Before The Dad and I had children (so I guess he was The Husband), we were visiting NYC and passed the Alice statue by the Conservatory Water and saw kids climbing and crawling all over it. We felt that New York City kids were surely some of the luckiest kids in the world. That moment has become a part of our family lore, and the kids know that no matter how much they've been hustled because we're in a hurry, and no matter how hot or cold it is, if they ask to climb it we almost always give in. Today was no different. Today we just called it gym class.

Here are some of the things we talked about at the Met:



1. Bashford Dean was awesome. We loved his bookplate (above) and plan on designing our own for an art project. The Latin means: "To know the cause of things." Which he clearly embraced. To simultaneously work for the Natural History Museum and the Met... to be a stellar zoologist, while also building the arms and armor department? I bet he was enthralling to chat with. I asked the kids what their two top subjects would be. The Girl: Art and Animals.  The Boy: Chickenology, The Cops/The Fuzz, History (we are still working on math -- i.e. 2 does not equal 3).  

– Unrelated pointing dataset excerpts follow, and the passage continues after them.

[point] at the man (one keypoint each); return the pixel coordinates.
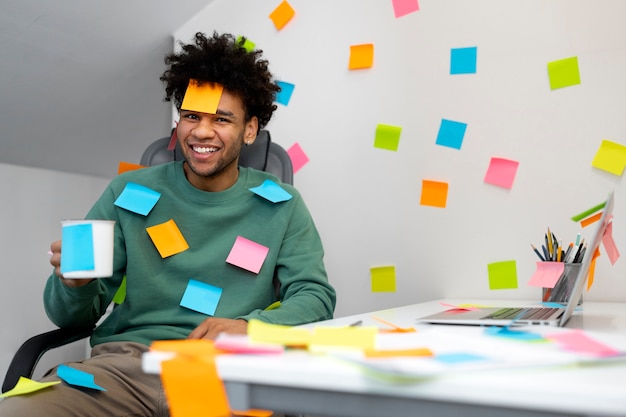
(209, 200)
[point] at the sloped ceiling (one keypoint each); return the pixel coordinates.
(79, 80)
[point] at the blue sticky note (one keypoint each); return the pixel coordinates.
(463, 60)
(286, 90)
(137, 198)
(77, 253)
(77, 377)
(451, 133)
(271, 191)
(459, 357)
(201, 297)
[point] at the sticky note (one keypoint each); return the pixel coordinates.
(404, 7)
(502, 275)
(284, 95)
(203, 97)
(361, 56)
(247, 254)
(261, 332)
(127, 166)
(383, 278)
(247, 43)
(137, 198)
(297, 156)
(77, 378)
(78, 251)
(609, 244)
(501, 172)
(167, 238)
(349, 336)
(563, 73)
(434, 193)
(463, 60)
(547, 274)
(26, 386)
(193, 388)
(272, 192)
(387, 137)
(282, 14)
(201, 297)
(610, 157)
(451, 133)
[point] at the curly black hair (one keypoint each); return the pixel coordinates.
(223, 59)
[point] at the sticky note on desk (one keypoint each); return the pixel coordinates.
(77, 378)
(26, 386)
(247, 254)
(610, 157)
(563, 73)
(137, 198)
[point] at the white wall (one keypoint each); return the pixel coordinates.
(33, 203)
(366, 200)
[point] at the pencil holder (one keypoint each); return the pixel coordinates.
(564, 287)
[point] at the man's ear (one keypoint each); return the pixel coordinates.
(251, 130)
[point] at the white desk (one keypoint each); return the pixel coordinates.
(298, 382)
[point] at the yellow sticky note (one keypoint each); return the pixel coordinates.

2. The gift of the educators, security guards, and volunteers that work there. We asked one volunteer if he had any tidbits for us and he smiled and led us over to the armor made for a five-year old (the great-grandson of Louis the XIV). Perhaps we've noticed it before, but if so, it didn't make an impression on us. Today while the elderly gentleman with his pants pulled up to his nipples pointed out the tiny lions and castles that bedazzled the armor I thought: now we will always remember it. He also showed us a gun that had little squirrels (the shooter pushed on their tails to cock it). Later as we wandered Judd the Red Chicken made a sharp turn and went behind a wall to show The Sister a tiny area where some animal mummies are. He knew their secret whereabouts because of a security guard a long time ago who took the time to point them out to us. 



3. Because of a Colbert clip that they saw a while back (Stephen Colbert asks the curator that came on his show a) if he could lick the paintings and b) if the fob on Washington's trousers are his testicles), the kids have been wanting to see Washington Crossing the Delaware. We have forgotten the last couple of times, but today took a ride in the great glass elevator to the very cool second floor of the American Wing and saw the painting. Yes, when we got home we had to watch the Colbert clip. Say what you will about his appropriateness/inappropriateness, I'm pretty sure they will remember that the painting was done by a German-American painter 75 years after the event (50 years after Washington had died), and that that crossing happened on Christmas. 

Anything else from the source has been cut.